- Russia’s attack on Ukraine has raised fears that China will attack Taiwan.
- China has the military superiority by most measures, but Taiwan has the defense advantage.
- As Russia’s struggles in Ukraine show, capturing major urban areas is a challenge for any army.
China has promised for decades to absorb Taiwan, a self-governing island that Beijing considers a breakaway province.
Beijing has said it will pursue unification by force if necessary, and the Taiwanese military has increased its budget and stepped up training to improve its ability to fight off such an onslaught.
China has also modernized its military, adding dozens of fighter jets and dozens of warships. If he were to invade Taiwan, however, he would likely face a scenario where high-end weapons would have little benefit: urban warfare.
Taiwan is home to around 23 million people, most of whom live in several major cities where a war for the island would be won. The Chinese army has superiority at almost all levels, but Taiwan has the advantage in defense, which its army is betting on.
“The battle plans of the Chinese Communist troops will be to invade and land first from the coastal cities. Then the fighting will progress into more populated residential and commercial areas and finally expand into the mountainous villages. Any future battle to protect Taiwan will be an urban war,” he added. Lt. Col. Kiwi Yang, a military instructor at the Taiwan Army Infantry School, told AFP news agency.
Urban warfare is one of the most difficult military operations. City streets and alleys are easy to barricade and inhibit maneuver warfare. To capture a city, an army must sacrifice agility for brute force.
The Russian invasion of Ukraine shows how difficult and costly urban warfare is. For weeks, Russian forces attempted to seize the port city of Mariupol in southern Ukraine, but they were thwarted by determined defenders armed with modern anti-tank and anti-aircraft weapons.
The Chinese military is surely taking notes on Russian operations in Ukraine to inform its own plans for a potential invasion of Taiwan, but urban combat will remain costly even for the most technologically advanced military.
“Just like water, urban warfare is an equalizer. You put a bunch of city blocks in the equation and all of a sudden you and the opposition are on a more equal scale. You see any technological advantage that you have devalued[d]“, a US Army special forces officer, who is on active duty and requested anonymity, told Insider.
The inherent advantages of defense are heightened in an urban environment, the officer said, citing the events in Mariupol as an example.
The Ukrainians “have been locked in against the Russians for weeks now. The Russians have the full advantage of sea, air and long-range fire, although they lack our precision strike capabilities”, which could explain why they resort to indiscriminate shelling, the officer told Insider. “Despite their advantages, they are still struggling to take the city.”
Defenders have more freedom of movement in the city. They can engage attackers at times and places of their choosing and inflict heavy casualties.
Success in such an environment requires proficiency in small unit tactics and close quarters combat, and regular infantry are generally not as proficient in these skills as high-level special operations forces. “There would be no hostages to rescue in a building, and a grenade could solve a lot of problems in such scenarios,” the special forces officer said.
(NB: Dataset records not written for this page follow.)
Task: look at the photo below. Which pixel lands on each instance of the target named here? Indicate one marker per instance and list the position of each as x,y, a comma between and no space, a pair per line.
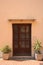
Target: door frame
12,30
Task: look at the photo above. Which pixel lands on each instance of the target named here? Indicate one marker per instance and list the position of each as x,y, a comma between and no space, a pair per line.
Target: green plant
6,49
37,46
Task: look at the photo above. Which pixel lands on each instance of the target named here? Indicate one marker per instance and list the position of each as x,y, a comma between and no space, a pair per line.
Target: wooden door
21,39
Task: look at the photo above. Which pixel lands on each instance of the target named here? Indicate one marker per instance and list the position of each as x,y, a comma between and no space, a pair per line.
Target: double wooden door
21,39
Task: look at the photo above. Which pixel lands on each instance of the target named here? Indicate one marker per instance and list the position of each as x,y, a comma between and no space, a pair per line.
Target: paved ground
20,62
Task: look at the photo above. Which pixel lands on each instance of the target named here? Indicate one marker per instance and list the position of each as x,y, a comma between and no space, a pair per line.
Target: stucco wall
20,9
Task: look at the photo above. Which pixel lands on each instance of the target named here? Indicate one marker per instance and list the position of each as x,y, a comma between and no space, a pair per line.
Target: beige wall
20,9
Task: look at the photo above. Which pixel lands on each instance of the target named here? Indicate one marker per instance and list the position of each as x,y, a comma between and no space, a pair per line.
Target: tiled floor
20,62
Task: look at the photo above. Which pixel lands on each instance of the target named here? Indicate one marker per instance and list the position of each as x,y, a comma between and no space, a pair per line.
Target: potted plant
37,46
6,52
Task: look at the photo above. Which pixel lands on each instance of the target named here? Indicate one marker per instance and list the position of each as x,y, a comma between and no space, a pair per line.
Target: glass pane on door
22,29
22,44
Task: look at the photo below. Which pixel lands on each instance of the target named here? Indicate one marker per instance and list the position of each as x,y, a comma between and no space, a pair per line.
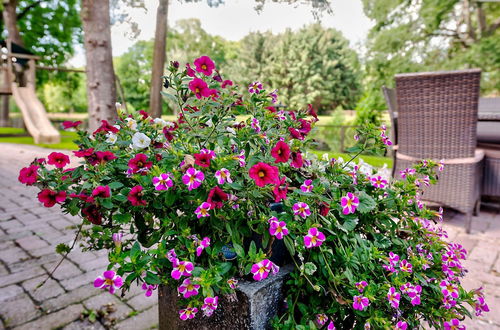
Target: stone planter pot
252,306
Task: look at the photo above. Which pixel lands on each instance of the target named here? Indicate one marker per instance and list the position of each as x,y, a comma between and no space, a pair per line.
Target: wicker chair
437,119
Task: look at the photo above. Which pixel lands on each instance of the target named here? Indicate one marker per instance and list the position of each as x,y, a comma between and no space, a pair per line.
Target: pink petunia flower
223,175
149,289
313,238
278,229
393,297
188,313
210,305
181,268
188,289
163,181
110,281
202,210
301,209
307,186
360,302
349,203
193,178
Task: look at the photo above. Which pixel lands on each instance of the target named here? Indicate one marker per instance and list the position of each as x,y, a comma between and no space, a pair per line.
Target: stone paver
29,232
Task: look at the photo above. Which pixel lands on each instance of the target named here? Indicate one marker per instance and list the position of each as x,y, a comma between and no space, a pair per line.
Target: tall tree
160,44
101,88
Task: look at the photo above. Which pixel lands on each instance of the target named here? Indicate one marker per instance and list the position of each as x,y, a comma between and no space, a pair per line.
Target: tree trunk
101,88
159,53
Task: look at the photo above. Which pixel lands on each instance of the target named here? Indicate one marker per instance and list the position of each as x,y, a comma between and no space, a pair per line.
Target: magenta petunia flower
223,175
57,159
29,175
301,209
149,289
163,181
360,302
210,305
199,88
281,152
255,87
181,268
307,186
202,210
314,238
349,203
193,178
110,281
188,289
378,182
188,313
205,65
278,229
361,286
393,297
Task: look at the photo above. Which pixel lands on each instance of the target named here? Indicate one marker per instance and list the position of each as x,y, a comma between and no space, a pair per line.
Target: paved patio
29,233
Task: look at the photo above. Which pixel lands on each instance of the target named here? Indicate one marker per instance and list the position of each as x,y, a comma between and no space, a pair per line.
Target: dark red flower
324,208
93,214
49,197
205,65
58,159
281,152
280,190
217,197
297,160
102,191
135,196
139,164
264,174
106,127
28,175
70,124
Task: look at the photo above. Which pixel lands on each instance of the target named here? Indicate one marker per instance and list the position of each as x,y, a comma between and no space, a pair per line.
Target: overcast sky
237,18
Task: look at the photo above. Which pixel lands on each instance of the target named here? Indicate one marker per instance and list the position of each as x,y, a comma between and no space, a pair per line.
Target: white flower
131,123
111,138
140,141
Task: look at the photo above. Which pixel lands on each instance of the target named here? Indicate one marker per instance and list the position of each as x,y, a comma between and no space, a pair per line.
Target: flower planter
252,306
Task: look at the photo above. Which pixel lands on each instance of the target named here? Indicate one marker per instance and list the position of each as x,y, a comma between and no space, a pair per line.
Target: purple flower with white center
109,281
188,289
321,319
202,245
361,286
255,87
149,289
223,175
453,324
378,182
181,268
405,266
255,125
203,210
393,297
278,229
232,282
360,302
307,186
401,325
193,178
301,209
188,313
313,238
349,203
163,181
210,305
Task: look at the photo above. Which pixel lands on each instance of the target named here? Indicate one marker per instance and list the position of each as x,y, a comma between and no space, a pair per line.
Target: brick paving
29,233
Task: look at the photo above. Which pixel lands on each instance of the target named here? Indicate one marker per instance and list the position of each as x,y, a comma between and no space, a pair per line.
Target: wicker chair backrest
437,113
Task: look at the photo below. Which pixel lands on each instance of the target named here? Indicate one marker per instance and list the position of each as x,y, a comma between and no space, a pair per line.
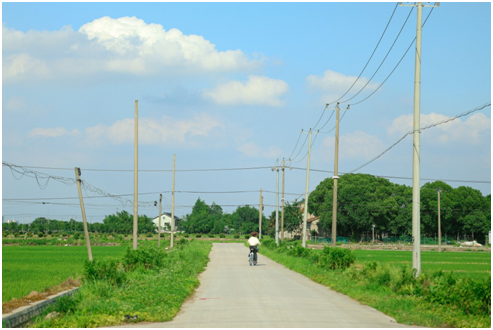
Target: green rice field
471,264
36,268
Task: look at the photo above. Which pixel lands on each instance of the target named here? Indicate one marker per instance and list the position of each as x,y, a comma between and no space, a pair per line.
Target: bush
148,257
106,270
336,258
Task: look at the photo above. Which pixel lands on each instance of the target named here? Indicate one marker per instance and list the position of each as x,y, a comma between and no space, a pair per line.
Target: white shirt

Taiwanese forces could probably “hold out for a long time”, the officer added. “They have a competent army with many advanced weapon systems. They are well prepared and they know where the enemy will come from.”
If China invaded Taiwan, it would have to ensure that it could defeat the defenders within days or blockade Taiwan to prevent outside intervention for an extended period.
“Yes, the Chinese might win in the end because of their numbers, but it won’t be easy and it will cost them dearly. What we see unfolding in Ukraine right now is the best deterrent Taiwan could ask for,” the officer told Insider.
Stavros Atlamazoglou is a defense journalist specializing in special operations, a veteran of the Hellenic Army (national service with the 575th Marine Battalion and Army HQ) and a graduate of Johns Hopkins University.